In this post, I try something new and share an analysis I did without stopping to explain the code along the way (with a few exceptions). I analyze a dataset on Bob Ross paintings from last week’s Tidytuesday, an initiative by the R for Data Science online learning community . Each Monday, a new dataset is posted on GitHub with a short description. You can see some analyses and visualizations people have done by searching for the #tidytuesday hashtag on Twitter .
In this dataset, each row describes a painting Bos Ross (or a guest) did on his show, with the episode, season, title, and a column for each feature (e.g. “tree”, “mountain”) that is 1 if that painting included that feature and 0 otherwise.
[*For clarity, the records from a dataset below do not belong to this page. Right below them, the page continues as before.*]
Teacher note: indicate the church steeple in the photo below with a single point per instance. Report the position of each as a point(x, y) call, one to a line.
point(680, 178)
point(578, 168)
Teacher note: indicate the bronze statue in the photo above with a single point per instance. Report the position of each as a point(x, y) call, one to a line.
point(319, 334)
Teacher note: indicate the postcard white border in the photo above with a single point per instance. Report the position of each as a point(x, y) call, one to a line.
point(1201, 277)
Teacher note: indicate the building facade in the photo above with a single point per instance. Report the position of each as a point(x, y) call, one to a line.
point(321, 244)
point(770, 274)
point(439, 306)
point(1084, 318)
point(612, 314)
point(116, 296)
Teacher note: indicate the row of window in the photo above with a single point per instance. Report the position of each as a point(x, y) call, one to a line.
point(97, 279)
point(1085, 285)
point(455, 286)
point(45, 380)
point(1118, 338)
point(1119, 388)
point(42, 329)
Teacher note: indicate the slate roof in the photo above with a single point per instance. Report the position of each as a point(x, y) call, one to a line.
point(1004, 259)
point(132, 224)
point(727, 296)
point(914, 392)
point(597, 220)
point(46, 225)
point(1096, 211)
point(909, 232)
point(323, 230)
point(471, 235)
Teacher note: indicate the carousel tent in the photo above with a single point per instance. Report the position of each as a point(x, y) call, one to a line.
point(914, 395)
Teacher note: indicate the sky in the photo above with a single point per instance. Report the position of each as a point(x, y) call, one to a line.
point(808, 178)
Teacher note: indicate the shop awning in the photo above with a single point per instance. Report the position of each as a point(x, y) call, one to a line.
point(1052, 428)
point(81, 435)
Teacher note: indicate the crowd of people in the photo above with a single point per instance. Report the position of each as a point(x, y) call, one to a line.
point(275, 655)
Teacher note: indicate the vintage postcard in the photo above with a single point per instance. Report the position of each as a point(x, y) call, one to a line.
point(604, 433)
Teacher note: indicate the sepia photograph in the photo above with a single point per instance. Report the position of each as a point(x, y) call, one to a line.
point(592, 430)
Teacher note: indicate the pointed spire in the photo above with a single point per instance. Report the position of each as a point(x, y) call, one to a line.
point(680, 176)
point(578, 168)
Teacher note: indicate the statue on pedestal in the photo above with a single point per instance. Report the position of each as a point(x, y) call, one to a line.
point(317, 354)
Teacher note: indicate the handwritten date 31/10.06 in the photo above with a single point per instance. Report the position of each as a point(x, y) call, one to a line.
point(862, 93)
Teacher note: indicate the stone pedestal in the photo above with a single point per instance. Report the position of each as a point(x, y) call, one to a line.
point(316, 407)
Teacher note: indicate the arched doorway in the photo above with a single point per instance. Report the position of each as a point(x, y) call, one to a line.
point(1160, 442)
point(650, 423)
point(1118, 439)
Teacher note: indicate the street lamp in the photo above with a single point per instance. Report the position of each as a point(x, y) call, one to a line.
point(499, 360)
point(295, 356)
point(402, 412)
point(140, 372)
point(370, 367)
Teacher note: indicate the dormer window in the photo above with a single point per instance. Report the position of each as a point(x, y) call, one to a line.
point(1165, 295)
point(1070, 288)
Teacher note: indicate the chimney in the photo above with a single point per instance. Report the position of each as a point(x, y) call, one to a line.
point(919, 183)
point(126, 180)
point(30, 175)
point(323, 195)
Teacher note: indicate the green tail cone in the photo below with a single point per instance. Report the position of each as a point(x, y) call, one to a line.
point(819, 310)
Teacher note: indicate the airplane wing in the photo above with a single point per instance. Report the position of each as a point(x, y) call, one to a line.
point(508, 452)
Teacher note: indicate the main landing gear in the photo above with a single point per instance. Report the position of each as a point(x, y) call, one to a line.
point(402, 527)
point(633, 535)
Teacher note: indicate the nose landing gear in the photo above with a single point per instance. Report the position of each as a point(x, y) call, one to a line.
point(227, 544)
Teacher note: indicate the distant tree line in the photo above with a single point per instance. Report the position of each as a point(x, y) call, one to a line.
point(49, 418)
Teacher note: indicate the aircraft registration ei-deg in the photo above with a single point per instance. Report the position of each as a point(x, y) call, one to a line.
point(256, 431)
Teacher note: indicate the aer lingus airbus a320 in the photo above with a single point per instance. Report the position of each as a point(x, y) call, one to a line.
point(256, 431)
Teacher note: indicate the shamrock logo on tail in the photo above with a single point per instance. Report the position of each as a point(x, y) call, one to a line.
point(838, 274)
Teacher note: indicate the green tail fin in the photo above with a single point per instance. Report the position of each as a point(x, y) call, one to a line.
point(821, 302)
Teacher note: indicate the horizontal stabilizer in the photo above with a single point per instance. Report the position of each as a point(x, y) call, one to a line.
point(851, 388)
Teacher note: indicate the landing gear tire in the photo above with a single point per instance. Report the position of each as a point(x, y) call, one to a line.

Let’s go exploring!
library(tidyverse) ggthemr::ggthemr('fresh') bob_ross <- read_csv("https://raw.githubusercontent.com/rfordatascience/tidytuesday/master/data/2019/2019-08-06/bob-ross.csv") # copied from tidytuesday repo bob_ross <- bob_ross %>% janitor::clean_names() %>% separate(episode, into = c("season", "episode"), sep = "E") %>% mutate(season = str_extract(season, "[:digit:]+")) %>% mutate_at(vars(season, episode), as.integer) %>% # added to clean up title mutate(title = str_remove_all(title, '"')) bob_ross %>% head(5) %>% select(1:7) %>% knitr::kable()
|1||1||A WALK IN THE WOODS||0||0||0||0|
Let’s start with some basic data exploration. What are the ten most frequent features in his paintings?
bob_ross %>% summarize_at(vars(apple_frame:wood_framed), ~ sum(.)) %>% gather(feature, nb_paintings) %>% mutate(feature = fct_reorder(feature, nb_paintings)) %>% top_n(10, nb_paintings) %>% ggplot(aes(x = feature, y = nb_paintings)) + geom_col() + coord_flip() + labs(y = "Number of paintings", title = "What were most common features in Bob Ross paintings?", x = "")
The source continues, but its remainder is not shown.